The epidermis, which forms the body’s outer seal, is about the thickness of cellophane. If it contained the master cells, they would be at risk of loss through injury.

Using differential expression systems in keratinocytes, Fuchs and her colleagues have identified the underlying mutations in several skin-blistering disorders, including epidermolytic hypkeratosis (EDHK).

Fuchs says highly cross-linked keratin fibres give the surface layers of skin their mechanical strength, but in EDHK, mutations in two genes, keratin 1 and keratin 2 weaken the suprabasal layers, which break down under stress. Normal wound-repair processes then cause severe crusting of the skin.

---PB--- Stem cell therapy

Fuchs says a class of autosomal dominant skin disorders called icythyoses, which give the skin a scaly, tiled appearance, may be good candidates for stem cell therapy. The therapy would involve taking stem cells from the patients, inserting a normal variant of the defective gene, then culturing them to produce skin for skin grafts.

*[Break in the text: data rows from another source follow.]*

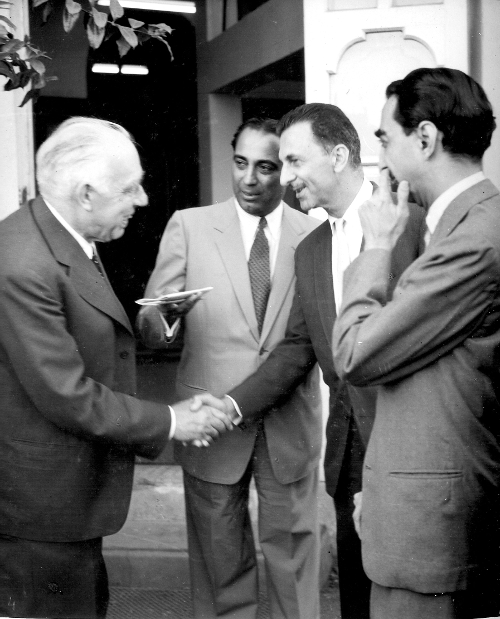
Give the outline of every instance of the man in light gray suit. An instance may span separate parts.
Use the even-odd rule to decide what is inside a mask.
[[[282,202],[275,121],[247,121],[233,148],[234,197],[173,215],[145,293],[213,286],[184,318],[177,389],[186,397],[227,393],[283,338],[295,248],[319,224]],[[141,311],[139,327],[147,344],[167,344],[155,308]],[[184,469],[195,617],[257,616],[248,513],[252,477],[271,615],[319,617],[321,435],[316,368],[282,406],[235,426],[209,449],[176,445]]]
[[[345,273],[332,344],[342,378],[380,385],[360,510],[371,617],[496,617],[500,195],[482,172],[495,119],[454,69],[412,71],[387,97],[382,191],[360,209],[365,251]],[[388,300],[409,190],[427,247]]]

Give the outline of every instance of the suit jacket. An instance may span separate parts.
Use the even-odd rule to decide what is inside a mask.
[[[464,191],[387,302],[373,250],[346,271],[333,350],[342,378],[380,385],[363,474],[368,576],[464,589],[498,562],[500,196]]]
[[[0,224],[0,533],[50,542],[116,532],[134,455],[170,415],[136,400],[127,316],[41,198]]]
[[[389,288],[417,257],[422,236],[422,209],[411,205],[411,217],[393,255]],[[330,388],[330,415],[326,427],[326,489],[335,494],[344,458],[351,414],[363,443],[368,443],[375,413],[376,390],[353,389],[339,381],[333,366],[331,336],[336,318],[332,278],[332,230],[325,221],[297,248],[295,298],[283,341],[268,360],[242,385],[229,393],[245,419],[254,419],[270,406],[286,402],[288,394],[316,363]]]
[[[163,235],[146,296],[161,294],[167,287],[214,287],[185,317],[177,374],[181,397],[204,391],[223,395],[265,361],[285,332],[295,287],[295,248],[317,225],[317,220],[285,205],[271,293],[259,336],[234,198],[174,213]],[[141,310],[141,320],[146,343],[161,344],[157,310]],[[307,475],[320,455],[317,371],[308,372],[301,383],[283,406],[269,410],[264,419],[274,474],[281,483]],[[237,427],[209,449],[177,443],[176,457],[195,477],[233,484],[245,472],[255,437],[255,424]]]

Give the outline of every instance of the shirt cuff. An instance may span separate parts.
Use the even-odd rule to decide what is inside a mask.
[[[243,421],[243,415],[241,414],[240,407],[238,406],[238,404],[236,403],[234,398],[232,398],[230,395],[227,395],[227,393],[226,393],[226,395],[224,397],[225,398],[229,398],[231,400],[231,402],[233,403],[234,409],[235,409],[238,417],[236,417],[236,419],[231,419],[231,421],[233,422],[234,426],[239,426],[240,423]]]
[[[168,433],[168,440],[171,441],[174,438],[177,417],[175,416],[174,409],[170,405],[168,405],[168,408],[170,409],[170,432]]]

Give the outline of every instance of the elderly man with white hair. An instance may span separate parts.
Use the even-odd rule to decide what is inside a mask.
[[[95,250],[148,202],[130,135],[70,119],[37,169],[41,196],[0,223],[0,615],[104,617],[102,537],[125,521],[135,455],[231,424],[134,397],[132,327]]]

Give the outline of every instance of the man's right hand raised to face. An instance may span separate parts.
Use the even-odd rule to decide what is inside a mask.
[[[381,170],[378,189],[373,193],[371,200],[367,200],[359,207],[365,251],[368,249],[392,251],[408,222],[409,193],[408,183],[401,181],[398,186],[398,201],[394,204],[389,168]]]

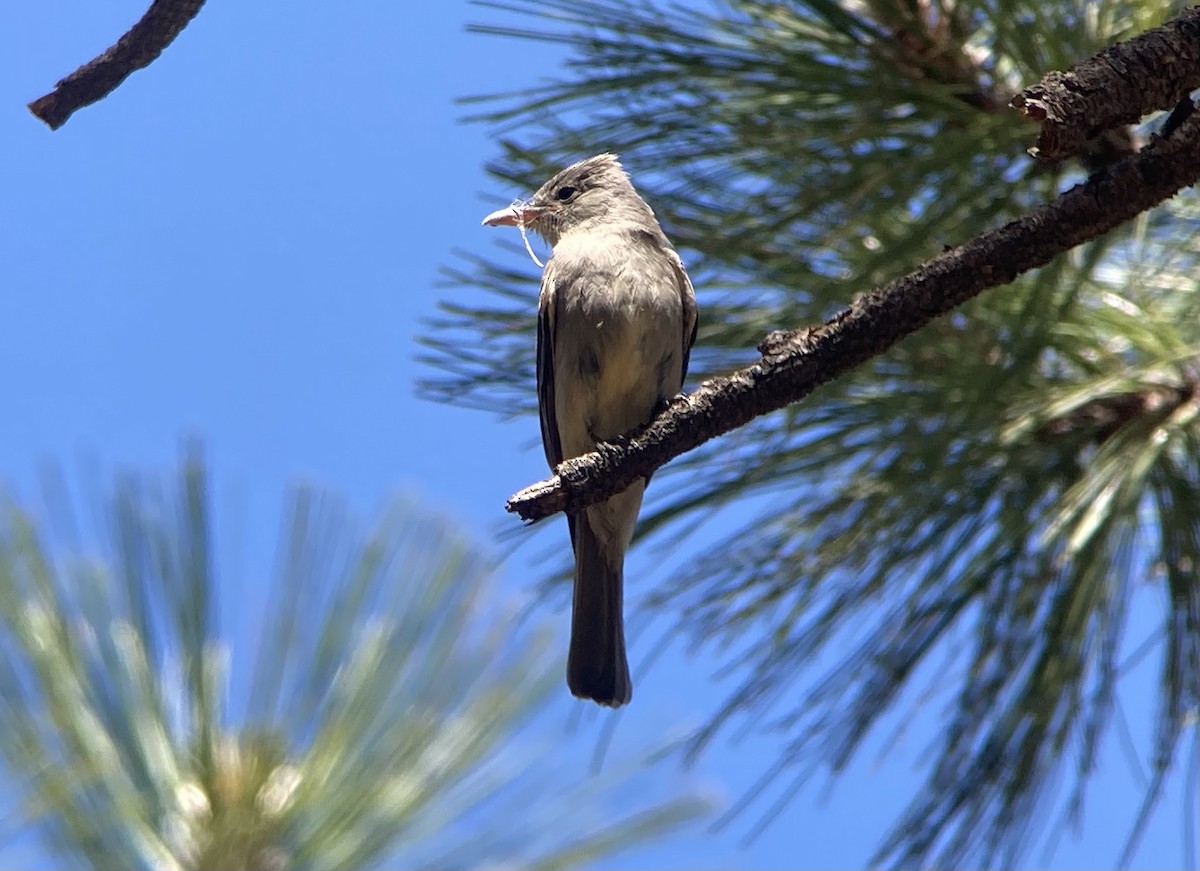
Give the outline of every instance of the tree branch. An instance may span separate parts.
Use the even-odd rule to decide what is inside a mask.
[[[77,109],[102,100],[130,73],[149,66],[203,5],[204,0],[154,0],[116,45],[59,80],[53,91],[29,104],[29,111],[57,130]]]
[[[947,250],[818,327],[778,332],[763,357],[677,396],[633,438],[601,444],[505,506],[525,520],[575,512],[674,457],[807,396],[990,287],[1044,266],[1200,179],[1200,113],[1138,154],[1096,173],[1025,217]],[[969,353],[970,349],[964,349]]]
[[[1118,42],[1065,73],[1047,73],[1012,106],[1042,130],[1029,153],[1039,160],[1083,154],[1106,130],[1170,109],[1200,88],[1200,6],[1128,42]]]

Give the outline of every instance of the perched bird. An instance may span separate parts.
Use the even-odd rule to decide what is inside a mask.
[[[554,469],[643,426],[683,387],[696,297],[683,261],[616,155],[558,173],[487,226],[528,227],[553,254],[542,274],[537,392]],[[575,596],[567,685],[619,707],[633,687],[625,658],[625,551],[646,481],[567,517]]]

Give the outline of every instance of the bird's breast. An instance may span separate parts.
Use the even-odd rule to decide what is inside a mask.
[[[590,449],[593,437],[612,438],[648,422],[679,391],[683,308],[660,251],[619,239],[561,248],[554,253],[561,276],[554,373],[569,456]]]

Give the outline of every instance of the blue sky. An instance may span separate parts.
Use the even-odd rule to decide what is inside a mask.
[[[496,147],[486,128],[459,122],[455,98],[553,77],[561,53],[468,34],[468,22],[506,13],[460,3],[210,3],[158,62],[60,131],[27,112],[145,5],[0,9],[0,479],[28,490],[47,461],[69,474],[165,471],[195,436],[248,577],[268,564],[297,480],[337,488],[363,515],[416,493],[494,541],[516,522],[504,499],[545,474],[536,420],[418,399],[413,336],[450,292],[437,282],[451,249],[494,245],[500,231],[481,217],[528,193],[487,179]],[[514,595],[542,576],[555,535],[566,547],[551,529],[508,560]],[[632,557],[635,597],[652,563]],[[1139,609],[1146,629],[1153,600]],[[565,649],[565,613],[544,614],[561,622]],[[723,698],[709,652],[671,650],[647,670],[647,648],[633,648],[635,700],[610,753],[695,725]],[[1152,680],[1143,668],[1126,682],[1139,723]],[[609,715],[579,708],[564,687],[545,725],[578,745],[582,770]],[[937,723],[922,712],[883,757],[864,755],[832,785],[818,778],[748,845],[745,826],[693,829],[609,864],[861,867],[920,784]],[[736,797],[777,746],[719,742],[691,777]],[[1182,861],[1180,779],[1139,867]],[[1090,796],[1085,825],[1034,863],[1115,861],[1140,791],[1112,741]]]

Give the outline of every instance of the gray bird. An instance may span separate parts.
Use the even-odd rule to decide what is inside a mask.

She says the treatment would not be suitable for entirely replacing the skin, but it could be used on the face, and in the flexural regions like the backs of the knees and inside the elbows.

“A colleague at Stanford, Paul Khavari, is using keratin promoters we cloned to experiment with this approach. We’ve been very interested in hair-follicle stem cells as potential cells not only for hair replacement, but also for improving skin grafts for burns, because current skin grafts do not form appendages like hair follicles and sweat glands.

“We’ve veered away from the idea of stem cell replacement therapies, towards trying understand what controls the stem cell biology of hair cells, and what the control mechanisms are.

“Stem cell transplants would be like trying to grow a forest by planting individual seeds. If we could understand the mechanisms of stem cell activation, then we could render stem cells amenable to novel drug therapies.”

The team has been making good progress – in 2004 they published the first transcriptional profile of hair follicles, and confirmed their multi-potency.

“We’ve identified transcription-factor complexes, and traced the embryonic development of hair-follicle cells. We’ve shown that Wnt signals control the replication and recycling processes. We’re now at the point of developing broader screens for stem cell activation.”